Once Nick had a group of songs down and a unique sound in mind, he searched for musicians and found the Lunds through Craigslist. Said Eric Lund, “I mentioned many of my influences in the ad, one of which was Bauhaus, which I think, is the one that caught their eye.” The elder Lund is also influenced by Jane’s Addiction, Love and Rockets, Wilco and The Black Crowes, while the younger listens to Charles Mingus, Dr. Dog, Mac DeMarco and Tame Impala. The Lunds also play in a vastly different band, The Lincoln Kreekers, performing old country and gospel at senior rest homes.
Armond Blackwater is a veteran sideman who, as this article is being written, is headed for a reunion gig in Sturgis, S.D. with Steppenwolf, for whom he played 1977-78. He joined The Dark Underbelly even though he had just officially retired from nearly four decades in music and moved from Florida to Superior, his father’s hometown where his children and grandchildren live.
“I viewed a video of TDU a few months before the move and dug what they were doing,” Armond said. “They invited me to join their recording session at Ash’s Five Miles from Nowhere studio the day after my return. I barely had time to shake the trauma of the 1,700 mile drive when we met in person for the first time.
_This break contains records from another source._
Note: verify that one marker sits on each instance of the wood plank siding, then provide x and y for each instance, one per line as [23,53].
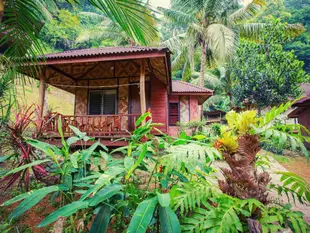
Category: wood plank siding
[159,103]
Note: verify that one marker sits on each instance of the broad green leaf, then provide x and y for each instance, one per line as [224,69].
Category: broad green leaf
[73,159]
[137,163]
[3,158]
[142,118]
[142,216]
[168,220]
[105,193]
[102,180]
[77,132]
[31,200]
[60,131]
[45,147]
[164,199]
[72,140]
[90,151]
[199,137]
[101,221]
[28,165]
[64,211]
[128,162]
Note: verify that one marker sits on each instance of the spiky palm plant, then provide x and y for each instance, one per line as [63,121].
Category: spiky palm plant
[239,144]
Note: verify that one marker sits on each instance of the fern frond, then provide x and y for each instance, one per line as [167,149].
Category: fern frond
[192,195]
[188,157]
[221,216]
[295,185]
[294,140]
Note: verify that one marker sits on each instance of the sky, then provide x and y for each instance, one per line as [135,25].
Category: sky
[161,3]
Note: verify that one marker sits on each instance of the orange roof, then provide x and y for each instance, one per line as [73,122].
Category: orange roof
[184,87]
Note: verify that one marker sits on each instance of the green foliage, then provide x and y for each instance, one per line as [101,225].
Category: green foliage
[294,186]
[169,220]
[191,196]
[30,201]
[64,211]
[258,69]
[102,219]
[223,214]
[188,157]
[285,217]
[143,216]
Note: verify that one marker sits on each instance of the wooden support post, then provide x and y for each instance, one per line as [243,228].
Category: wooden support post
[142,87]
[42,93]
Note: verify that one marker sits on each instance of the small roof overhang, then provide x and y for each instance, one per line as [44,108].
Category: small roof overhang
[184,88]
[63,67]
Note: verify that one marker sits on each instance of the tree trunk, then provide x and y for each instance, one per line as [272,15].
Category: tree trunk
[203,63]
[2,6]
[242,179]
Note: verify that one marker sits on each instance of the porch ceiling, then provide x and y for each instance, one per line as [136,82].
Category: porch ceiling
[65,70]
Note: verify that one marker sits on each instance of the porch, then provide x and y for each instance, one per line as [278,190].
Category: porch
[112,88]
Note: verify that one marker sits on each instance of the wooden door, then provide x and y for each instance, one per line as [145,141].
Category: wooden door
[134,102]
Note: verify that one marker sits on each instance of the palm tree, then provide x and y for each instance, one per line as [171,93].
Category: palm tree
[21,22]
[218,80]
[112,30]
[213,25]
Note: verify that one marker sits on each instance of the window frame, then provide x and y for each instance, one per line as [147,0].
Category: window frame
[102,101]
[169,113]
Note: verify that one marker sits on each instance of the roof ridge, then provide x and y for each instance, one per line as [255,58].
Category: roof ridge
[193,85]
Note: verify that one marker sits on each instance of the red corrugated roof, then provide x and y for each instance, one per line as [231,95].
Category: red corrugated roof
[103,51]
[184,87]
[306,89]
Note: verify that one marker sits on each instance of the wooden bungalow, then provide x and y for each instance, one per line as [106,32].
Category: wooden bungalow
[302,109]
[113,86]
[215,116]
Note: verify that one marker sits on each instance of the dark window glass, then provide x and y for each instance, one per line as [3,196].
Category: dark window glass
[95,102]
[109,102]
[174,115]
[102,102]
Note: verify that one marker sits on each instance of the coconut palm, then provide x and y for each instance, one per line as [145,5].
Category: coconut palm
[218,80]
[213,25]
[113,30]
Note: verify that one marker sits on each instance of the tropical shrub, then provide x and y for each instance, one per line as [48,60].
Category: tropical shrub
[27,123]
[163,184]
[113,191]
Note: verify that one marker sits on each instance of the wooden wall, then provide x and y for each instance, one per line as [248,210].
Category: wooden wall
[304,119]
[159,103]
[188,111]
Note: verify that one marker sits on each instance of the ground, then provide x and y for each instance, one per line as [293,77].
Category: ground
[298,165]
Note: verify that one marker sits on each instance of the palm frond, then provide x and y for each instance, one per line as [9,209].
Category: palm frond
[253,30]
[177,16]
[93,16]
[20,30]
[132,16]
[221,41]
[248,11]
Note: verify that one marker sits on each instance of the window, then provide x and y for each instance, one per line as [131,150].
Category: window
[174,113]
[102,102]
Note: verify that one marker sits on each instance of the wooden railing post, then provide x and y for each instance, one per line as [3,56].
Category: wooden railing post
[42,92]
[142,88]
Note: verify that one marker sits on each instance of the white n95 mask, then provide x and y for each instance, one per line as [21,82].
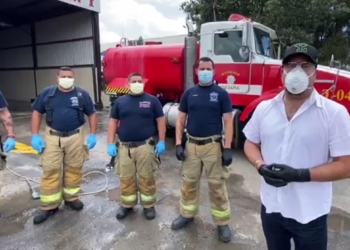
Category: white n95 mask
[297,81]
[137,87]
[66,83]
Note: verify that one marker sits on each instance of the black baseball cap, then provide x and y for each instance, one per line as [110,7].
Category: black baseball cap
[301,48]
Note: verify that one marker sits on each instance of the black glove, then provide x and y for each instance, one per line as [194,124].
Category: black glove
[287,173]
[226,157]
[270,180]
[180,153]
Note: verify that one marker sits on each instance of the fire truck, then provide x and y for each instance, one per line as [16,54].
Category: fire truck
[247,65]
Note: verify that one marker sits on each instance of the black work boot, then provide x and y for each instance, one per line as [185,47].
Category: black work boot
[180,222]
[123,212]
[224,233]
[150,213]
[75,205]
[43,215]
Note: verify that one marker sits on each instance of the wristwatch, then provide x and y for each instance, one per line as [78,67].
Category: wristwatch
[257,162]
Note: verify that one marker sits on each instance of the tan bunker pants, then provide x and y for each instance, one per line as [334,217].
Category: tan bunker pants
[62,155]
[207,157]
[136,166]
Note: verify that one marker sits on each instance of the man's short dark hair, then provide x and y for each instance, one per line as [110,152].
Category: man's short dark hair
[205,59]
[65,69]
[134,74]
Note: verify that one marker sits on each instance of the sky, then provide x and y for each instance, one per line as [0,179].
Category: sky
[135,18]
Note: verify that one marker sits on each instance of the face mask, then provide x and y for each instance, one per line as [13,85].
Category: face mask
[137,87]
[297,81]
[66,83]
[205,76]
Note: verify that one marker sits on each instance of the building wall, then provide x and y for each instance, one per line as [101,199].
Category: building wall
[165,40]
[64,41]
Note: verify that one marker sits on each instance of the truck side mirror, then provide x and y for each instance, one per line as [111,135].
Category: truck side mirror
[245,35]
[244,52]
[223,34]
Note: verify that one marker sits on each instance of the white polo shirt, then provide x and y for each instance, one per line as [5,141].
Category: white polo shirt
[318,131]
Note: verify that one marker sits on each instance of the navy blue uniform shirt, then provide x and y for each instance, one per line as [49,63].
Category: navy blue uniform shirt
[65,108]
[204,106]
[3,102]
[137,116]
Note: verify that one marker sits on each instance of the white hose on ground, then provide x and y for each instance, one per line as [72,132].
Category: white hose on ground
[104,189]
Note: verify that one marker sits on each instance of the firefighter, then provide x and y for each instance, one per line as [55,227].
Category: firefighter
[6,119]
[65,106]
[139,115]
[204,105]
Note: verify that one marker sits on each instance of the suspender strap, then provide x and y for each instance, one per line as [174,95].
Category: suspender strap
[48,105]
[80,104]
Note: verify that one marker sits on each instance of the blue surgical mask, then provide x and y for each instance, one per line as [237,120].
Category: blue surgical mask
[205,76]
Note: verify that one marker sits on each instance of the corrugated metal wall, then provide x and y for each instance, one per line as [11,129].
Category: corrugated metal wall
[62,41]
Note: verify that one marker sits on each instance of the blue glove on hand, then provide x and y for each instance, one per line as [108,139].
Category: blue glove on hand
[38,143]
[91,141]
[112,150]
[9,145]
[160,148]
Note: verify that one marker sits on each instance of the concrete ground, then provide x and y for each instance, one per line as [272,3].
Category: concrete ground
[96,228]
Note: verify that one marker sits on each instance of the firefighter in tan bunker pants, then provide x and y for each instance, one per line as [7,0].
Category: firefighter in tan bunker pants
[205,105]
[139,115]
[10,143]
[65,106]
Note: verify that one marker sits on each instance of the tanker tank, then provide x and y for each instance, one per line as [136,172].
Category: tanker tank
[161,65]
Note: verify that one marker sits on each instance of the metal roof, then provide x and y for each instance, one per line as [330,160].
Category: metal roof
[19,12]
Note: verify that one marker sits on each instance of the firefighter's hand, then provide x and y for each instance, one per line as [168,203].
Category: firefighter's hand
[264,171]
[38,143]
[9,145]
[287,173]
[112,150]
[91,141]
[160,148]
[227,157]
[180,153]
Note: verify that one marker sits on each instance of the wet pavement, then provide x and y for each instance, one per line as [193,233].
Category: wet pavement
[96,228]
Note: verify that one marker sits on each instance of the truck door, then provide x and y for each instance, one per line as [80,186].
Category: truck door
[231,61]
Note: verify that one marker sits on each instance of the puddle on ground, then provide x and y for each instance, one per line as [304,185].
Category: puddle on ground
[15,213]
[18,204]
[338,223]
[111,195]
[12,225]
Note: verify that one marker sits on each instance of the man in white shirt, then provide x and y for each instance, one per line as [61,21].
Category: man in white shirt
[299,142]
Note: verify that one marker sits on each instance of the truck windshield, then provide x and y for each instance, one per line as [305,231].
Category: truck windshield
[229,45]
[263,43]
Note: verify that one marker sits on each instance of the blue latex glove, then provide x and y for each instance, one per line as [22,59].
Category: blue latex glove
[9,145]
[91,141]
[112,150]
[38,143]
[160,148]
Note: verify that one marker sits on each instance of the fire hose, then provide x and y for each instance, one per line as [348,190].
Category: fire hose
[35,194]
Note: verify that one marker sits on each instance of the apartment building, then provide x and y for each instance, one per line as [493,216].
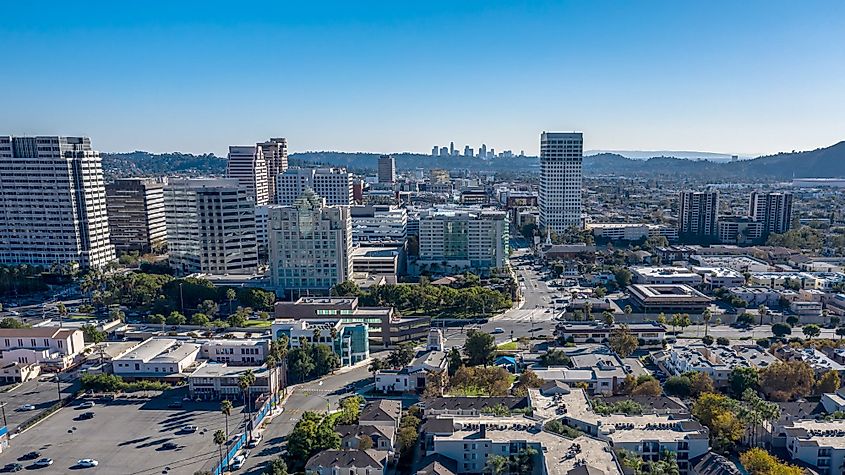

And then we played. I learned the songs immediately before each was taped. I listen for what wants to be there. In their case, the songs requested a hard rock organ a la Jon Lord or Goldy McJohn, two of my biggest influences.”
TDU is still a non-paying gig, so he doesn’t play live. “I had to prioritize gigs by revenue. Too much wear and tear on equipment,” he said. So Diane, who also plays classical music with the Duluth Civic Orchestra, steps in for the shows.
Music is the family business. “If we weren’t doing this,” Nick said, “me and Bob would probably be writing a screenplay or something more ridiculous than we do now.”
The Dark Underbelly’s next show is 8 p.m. Saturday, Aug. 4 at Blush with Night Jobs from Minneapolis and Parlor Voice from Grand Rapids, Mich. The Dark Underbelly’s albums are available at Electric Fetus, Amazon and Bandcamp.